De l’autre côté du Berm, vivent les Sahraouis qui « résident » dans les camps de réfugiés à la frontière algérienne. Dans ces textes nous entendons la nostalgie de la patrie et l’impatience du retour. Là, nul besoin de soulèvement contre l’envahisseur pour cette moitié de la population sahraouie, la proximité de la frontière algérienne étant dissuasive pour les forces marocaines. Plutôt, les Sahraouis sont libres d’être des combattants pour la liberté et les camps fournissent la structure symbolique d’une nation, d’un Etat en exil. La vie est dure en exil. Ce n’est pas facile pour un peuple digne et autosuffisant de dépendre de l’aide humanitaire, d’être réfugié. Le documentaire de la BBC » We are Sahrawies » offre un aperçu de cette vie.
Entre les histoires personnelles en provenance des deux côtés du Berm, on trouve des photos puissamment évocatrices et des films documentaires en ligne qui permet au lecteur d’approcher le monde extraordinaire du désert et la topographie dans laquelle évoluent les Sahraouis. J’espère que ce numéro spécial rendra vivantes les histoires du peuple sahraoui et que leur rêve de liberté vous touchera
J’ai aussi invité des voix autres que sahraouies, qui se font entendre dans des écrits centrés sur le droit international et les sciences politiques parce que l’histoire du Sahara Occidental est un cas école en matière de droit international. Chaque Etat/nation africain a ce droit et c’est un symbole de la persévérance de l’Etat sahraoui que d’adhérer au droit international en devenant, dès 1984, un membre à part entière de l’Union africaine dont 80 pays ont reconnu l’Etat/nation sahraoui, la République arabe sahraouie démocratique (RASD)

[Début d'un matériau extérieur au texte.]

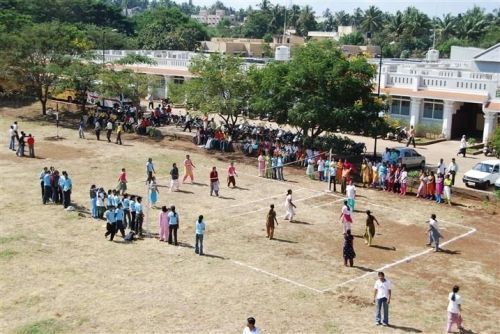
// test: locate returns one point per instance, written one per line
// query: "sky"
(431, 8)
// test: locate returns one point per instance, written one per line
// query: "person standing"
(411, 138)
(109, 130)
(153, 192)
(12, 140)
(122, 182)
(119, 130)
(346, 217)
(433, 232)
(270, 220)
(67, 187)
(261, 165)
(174, 178)
(348, 249)
(163, 222)
(110, 223)
(97, 129)
(447, 188)
(370, 228)
(382, 298)
(454, 309)
(231, 174)
(81, 127)
(250, 327)
(462, 147)
(150, 170)
(333, 176)
(289, 206)
(351, 195)
(188, 169)
(403, 181)
(120, 216)
(200, 232)
(93, 201)
(173, 225)
(214, 182)
(31, 145)
(453, 170)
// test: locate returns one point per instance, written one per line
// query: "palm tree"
(372, 20)
(341, 18)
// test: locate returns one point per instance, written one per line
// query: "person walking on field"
(270, 220)
(231, 174)
(214, 182)
(370, 228)
(345, 215)
(382, 298)
(289, 206)
(150, 170)
(454, 310)
(200, 232)
(174, 178)
(163, 222)
(188, 169)
(411, 137)
(122, 182)
(348, 250)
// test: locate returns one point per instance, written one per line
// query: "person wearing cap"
(250, 327)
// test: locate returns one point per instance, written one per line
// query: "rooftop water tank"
(282, 53)
(432, 55)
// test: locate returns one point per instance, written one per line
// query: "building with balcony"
(460, 95)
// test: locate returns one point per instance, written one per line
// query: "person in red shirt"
(214, 182)
(231, 174)
(31, 145)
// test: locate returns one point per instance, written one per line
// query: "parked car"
(409, 157)
(483, 174)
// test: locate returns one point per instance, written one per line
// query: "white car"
(484, 174)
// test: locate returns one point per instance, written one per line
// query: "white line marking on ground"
(276, 276)
(406, 259)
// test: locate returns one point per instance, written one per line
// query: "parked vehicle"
(409, 157)
(483, 174)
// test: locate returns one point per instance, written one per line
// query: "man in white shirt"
(453, 170)
(382, 299)
(250, 327)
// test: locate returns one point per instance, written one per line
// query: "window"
(400, 106)
(433, 109)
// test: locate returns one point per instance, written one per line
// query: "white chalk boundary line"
(406, 259)
(276, 276)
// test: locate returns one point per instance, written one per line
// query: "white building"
(461, 95)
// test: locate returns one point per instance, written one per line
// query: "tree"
(36, 56)
(316, 91)
(220, 86)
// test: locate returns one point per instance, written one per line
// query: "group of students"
(56, 188)
(21, 139)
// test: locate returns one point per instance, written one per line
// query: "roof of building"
(436, 94)
(490, 55)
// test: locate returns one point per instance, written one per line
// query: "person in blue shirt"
(126, 209)
(173, 224)
(110, 223)
(119, 216)
(200, 232)
(47, 187)
(66, 188)
(139, 216)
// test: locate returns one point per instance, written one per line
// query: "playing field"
(59, 273)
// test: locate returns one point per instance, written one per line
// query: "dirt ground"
(59, 274)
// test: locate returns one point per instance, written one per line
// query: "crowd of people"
(19, 138)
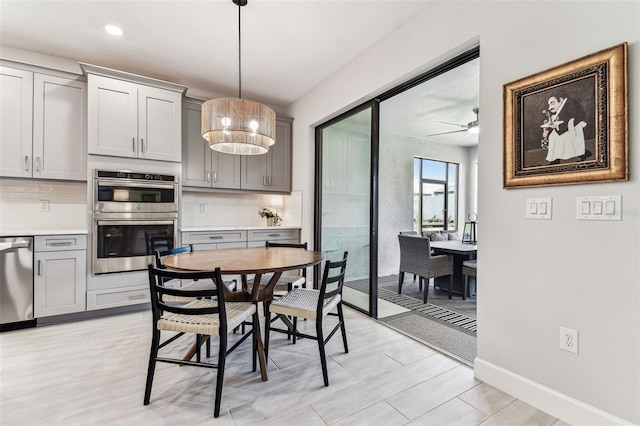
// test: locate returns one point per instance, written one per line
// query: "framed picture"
(568, 124)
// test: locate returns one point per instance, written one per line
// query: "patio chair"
(416, 258)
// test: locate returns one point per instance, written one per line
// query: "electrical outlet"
(569, 340)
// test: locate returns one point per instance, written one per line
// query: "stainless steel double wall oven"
(128, 207)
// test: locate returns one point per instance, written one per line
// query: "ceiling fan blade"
(451, 124)
(447, 133)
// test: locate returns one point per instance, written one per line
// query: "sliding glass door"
(343, 216)
(365, 192)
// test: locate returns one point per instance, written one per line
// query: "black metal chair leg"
(323, 358)
(198, 344)
(400, 280)
(222, 358)
(267, 327)
(426, 290)
(342, 328)
(153, 354)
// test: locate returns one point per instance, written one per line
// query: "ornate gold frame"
(604, 76)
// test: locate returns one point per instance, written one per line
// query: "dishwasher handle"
(14, 246)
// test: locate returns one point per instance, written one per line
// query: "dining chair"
(469, 269)
(162, 242)
(287, 282)
(416, 258)
(414, 233)
(193, 285)
(201, 316)
(314, 305)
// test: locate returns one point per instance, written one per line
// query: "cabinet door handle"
(60, 243)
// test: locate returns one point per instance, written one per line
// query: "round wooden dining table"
(245, 261)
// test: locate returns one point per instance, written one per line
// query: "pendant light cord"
(239, 53)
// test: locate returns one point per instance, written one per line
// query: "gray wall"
(536, 275)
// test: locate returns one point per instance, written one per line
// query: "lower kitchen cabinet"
(60, 274)
(259, 237)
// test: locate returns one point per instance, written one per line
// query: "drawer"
(274, 235)
(60, 242)
(111, 298)
(215, 237)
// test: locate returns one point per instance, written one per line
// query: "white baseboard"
(567, 409)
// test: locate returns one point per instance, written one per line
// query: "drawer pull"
(137, 297)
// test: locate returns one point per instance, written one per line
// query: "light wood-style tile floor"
(93, 372)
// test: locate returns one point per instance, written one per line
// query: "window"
(435, 195)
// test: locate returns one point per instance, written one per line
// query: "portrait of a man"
(559, 125)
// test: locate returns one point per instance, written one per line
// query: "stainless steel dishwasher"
(16, 283)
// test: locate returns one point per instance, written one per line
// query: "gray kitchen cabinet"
(202, 166)
(129, 119)
(258, 237)
(270, 172)
(212, 240)
(43, 125)
(60, 274)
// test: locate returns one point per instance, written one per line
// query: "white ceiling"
(288, 47)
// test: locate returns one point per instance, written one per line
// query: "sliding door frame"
(374, 104)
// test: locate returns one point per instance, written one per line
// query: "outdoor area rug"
(446, 324)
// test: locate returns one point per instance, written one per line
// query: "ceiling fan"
(471, 127)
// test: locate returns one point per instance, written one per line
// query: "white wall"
(536, 275)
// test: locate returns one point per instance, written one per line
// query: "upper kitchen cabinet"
(271, 172)
(202, 166)
(133, 116)
(43, 125)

Je remercie particulièrement Anthony Pazzanita d’avoir écrit une suite à son article de 1994 sur les tactiques raffinées de propagande marocaine. Jacob Mundy a aussi contribué avec un nouvel article, avec les recherches menées pour son doctorat et qui montre combien la brutale répression marocaine a alimenté la résilience et le combat pour les droits humains des Sahraouis.
J’ai été submergée d’offres provenant du réseau international d’analystes et d’observateurs qui offraient de joindre leur voix à ce numéro spécial. L’espace étant limité, tout n’a pas pu être publié. Néanmoins c’est un témoignage de solidarité avec les Sahraouis que de si nombreuses personnes aient répondu promptement.

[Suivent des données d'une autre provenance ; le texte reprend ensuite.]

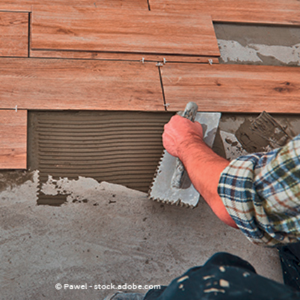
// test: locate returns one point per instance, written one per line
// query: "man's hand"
(184, 139)
(179, 133)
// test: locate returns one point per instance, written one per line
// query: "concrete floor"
(116, 235)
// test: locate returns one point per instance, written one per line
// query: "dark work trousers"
(224, 276)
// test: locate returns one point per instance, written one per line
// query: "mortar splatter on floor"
(116, 236)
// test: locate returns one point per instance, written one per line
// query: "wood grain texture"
(285, 12)
(232, 88)
(105, 30)
(14, 34)
(121, 56)
(13, 139)
(26, 5)
(79, 84)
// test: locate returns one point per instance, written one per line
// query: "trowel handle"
(190, 113)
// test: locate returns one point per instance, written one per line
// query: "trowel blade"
(161, 189)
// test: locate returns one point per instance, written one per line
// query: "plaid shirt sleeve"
(261, 192)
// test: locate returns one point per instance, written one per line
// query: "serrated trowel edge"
(160, 189)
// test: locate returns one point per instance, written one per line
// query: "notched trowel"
(171, 183)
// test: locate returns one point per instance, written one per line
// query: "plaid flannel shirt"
(261, 192)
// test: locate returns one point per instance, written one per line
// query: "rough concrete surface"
(115, 236)
(258, 44)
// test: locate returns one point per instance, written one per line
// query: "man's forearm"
(204, 168)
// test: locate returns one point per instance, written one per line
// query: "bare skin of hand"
(184, 139)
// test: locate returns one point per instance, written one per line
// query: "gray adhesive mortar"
(258, 44)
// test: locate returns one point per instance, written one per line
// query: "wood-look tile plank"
(26, 5)
(284, 12)
(79, 84)
(14, 34)
(232, 88)
(122, 56)
(13, 139)
(141, 32)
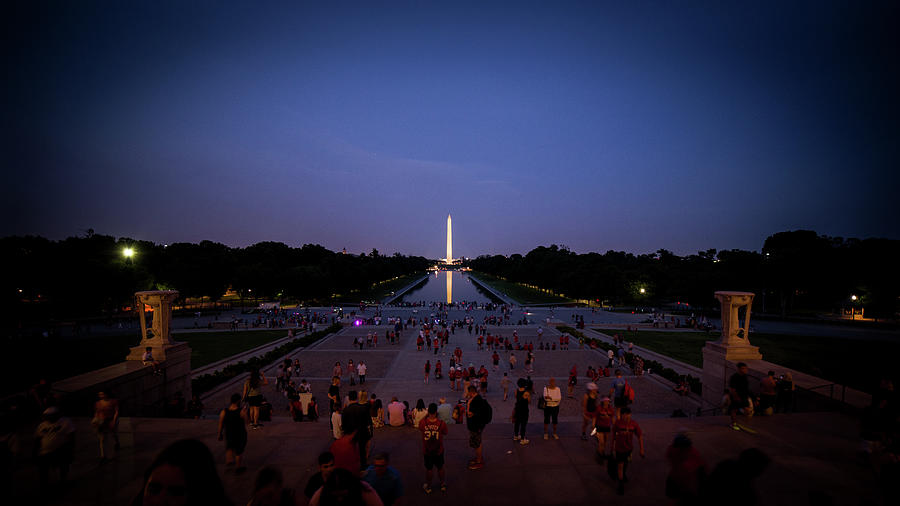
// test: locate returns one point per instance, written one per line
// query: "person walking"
(603, 418)
(520, 412)
(106, 421)
(617, 392)
(589, 406)
(54, 445)
(573, 381)
(433, 430)
(233, 429)
(477, 417)
(253, 395)
(623, 431)
(739, 393)
(361, 372)
(553, 397)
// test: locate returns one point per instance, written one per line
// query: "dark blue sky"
(598, 125)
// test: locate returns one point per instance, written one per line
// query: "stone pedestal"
(174, 357)
(720, 358)
(157, 336)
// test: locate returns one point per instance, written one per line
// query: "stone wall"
(139, 390)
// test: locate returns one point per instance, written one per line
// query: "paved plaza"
(809, 451)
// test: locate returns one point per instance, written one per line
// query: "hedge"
(207, 382)
(657, 368)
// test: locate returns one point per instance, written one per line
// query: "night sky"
(622, 125)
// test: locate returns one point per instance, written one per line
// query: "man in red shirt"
(346, 453)
(433, 431)
(623, 431)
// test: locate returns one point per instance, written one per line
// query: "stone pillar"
(174, 357)
(721, 357)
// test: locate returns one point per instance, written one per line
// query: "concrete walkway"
(810, 451)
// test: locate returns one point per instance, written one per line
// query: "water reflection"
(440, 289)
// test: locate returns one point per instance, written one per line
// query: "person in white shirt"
(553, 396)
(336, 423)
(395, 413)
(361, 372)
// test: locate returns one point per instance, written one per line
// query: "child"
(336, 423)
(147, 359)
(312, 410)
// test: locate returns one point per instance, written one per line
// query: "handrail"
(831, 392)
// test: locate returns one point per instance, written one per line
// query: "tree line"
(797, 272)
(90, 275)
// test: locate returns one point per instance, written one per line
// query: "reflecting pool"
(447, 286)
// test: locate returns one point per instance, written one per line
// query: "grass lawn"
(382, 289)
(520, 293)
(27, 361)
(209, 347)
(855, 363)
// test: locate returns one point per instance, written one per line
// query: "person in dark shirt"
(357, 418)
(476, 417)
(739, 390)
(326, 466)
(334, 394)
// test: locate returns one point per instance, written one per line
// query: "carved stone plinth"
(720, 357)
(157, 336)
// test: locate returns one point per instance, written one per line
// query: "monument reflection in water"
(449, 287)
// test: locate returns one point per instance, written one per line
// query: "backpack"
(488, 413)
(629, 392)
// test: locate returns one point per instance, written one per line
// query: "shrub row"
(207, 382)
(657, 368)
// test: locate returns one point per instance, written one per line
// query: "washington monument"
(449, 258)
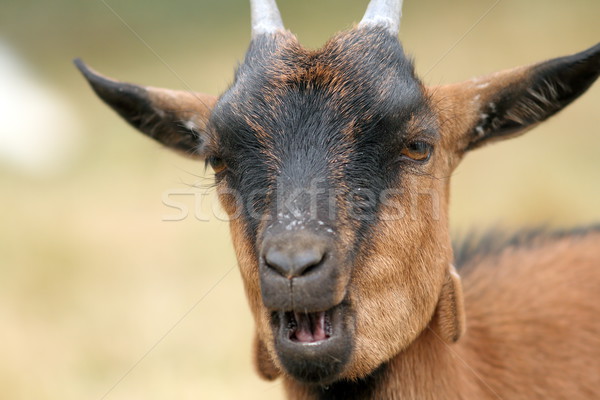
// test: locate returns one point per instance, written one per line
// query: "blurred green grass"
(91, 278)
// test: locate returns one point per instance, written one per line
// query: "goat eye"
(417, 151)
(217, 164)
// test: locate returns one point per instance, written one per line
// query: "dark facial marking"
(338, 115)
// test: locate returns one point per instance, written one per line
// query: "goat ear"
(449, 319)
(263, 362)
(508, 103)
(177, 119)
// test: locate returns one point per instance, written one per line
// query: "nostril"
(294, 263)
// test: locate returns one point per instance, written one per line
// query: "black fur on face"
(332, 120)
(308, 141)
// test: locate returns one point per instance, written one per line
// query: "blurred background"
(100, 295)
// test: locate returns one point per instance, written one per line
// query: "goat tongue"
(310, 327)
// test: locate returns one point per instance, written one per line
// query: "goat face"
(333, 166)
(321, 148)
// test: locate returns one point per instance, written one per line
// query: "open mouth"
(309, 327)
(315, 346)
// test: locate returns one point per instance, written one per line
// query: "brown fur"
(525, 306)
(526, 326)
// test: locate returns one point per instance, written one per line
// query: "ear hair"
(177, 119)
(263, 362)
(508, 103)
(449, 318)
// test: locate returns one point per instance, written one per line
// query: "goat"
(318, 155)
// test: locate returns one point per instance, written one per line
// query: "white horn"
(265, 17)
(384, 13)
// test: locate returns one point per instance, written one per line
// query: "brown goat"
(333, 165)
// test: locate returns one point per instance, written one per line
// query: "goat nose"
(291, 261)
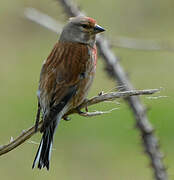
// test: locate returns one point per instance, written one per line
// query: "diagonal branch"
(116, 71)
(26, 134)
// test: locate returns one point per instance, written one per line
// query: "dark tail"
(43, 154)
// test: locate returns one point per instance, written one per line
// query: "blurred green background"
(105, 147)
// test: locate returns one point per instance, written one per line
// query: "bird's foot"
(66, 118)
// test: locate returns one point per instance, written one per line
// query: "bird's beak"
(98, 29)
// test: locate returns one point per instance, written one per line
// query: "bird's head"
(81, 30)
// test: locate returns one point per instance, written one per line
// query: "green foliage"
(106, 147)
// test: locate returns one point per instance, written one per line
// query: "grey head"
(81, 29)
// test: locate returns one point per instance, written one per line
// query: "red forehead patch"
(93, 21)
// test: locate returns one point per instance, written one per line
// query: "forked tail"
(43, 154)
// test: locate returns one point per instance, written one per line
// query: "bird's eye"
(85, 26)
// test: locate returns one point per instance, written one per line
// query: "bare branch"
(26, 134)
(119, 41)
(116, 71)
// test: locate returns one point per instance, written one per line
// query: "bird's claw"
(66, 118)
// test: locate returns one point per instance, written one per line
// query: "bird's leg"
(66, 118)
(86, 108)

J’ai soulevé ces trois points en espérant que lecteur saura distinguer entre les deux versions si différentes de l’histoire de ce conflit. Peu importe ce que dit le Maroc, le critère est le droit international qui est en désaccord avec la thèse politique contemporaine de Rabat et n’accepte pas davantage la revendication historique de sa souveraineté sur le Sahara Occidental. Je voudrais mentionner à ce propos le livre de Stephen Zunes et Jacob Mundy « Western Sahara: War Nationalism & Conflict Irresolution », Syracuse University Press (2011).
Enfin, le Maroc use continuellement de moyens raffinés pour dépeindre les Sahraouis sous un mauvais jour, en particulier le Front du Polisario (le représentant politique du peuple sahraoui, pourtant reconnu par les Nations Unies). Le lecteur sera intéressé de savoir que le Front du Polisario a été constitué à la fin des années 1960, d’abord comme mouvement de libération du colonisateur espagnol. Par la suite ses objectifs ont changé et son but était de combattre l’invasion marocaine, la « Marche Verte ». La constitution du Front du Polisario contient des dispositions qui prévoient sa dissolution dès lors qu’il a atteint son but de libération et obtenu le vote pour l’autodétermination. Je voudrais donner au lecteur l’occasion d’entendre quatre représentants du Polisario de par le monde afin de juger par eux-mêmes.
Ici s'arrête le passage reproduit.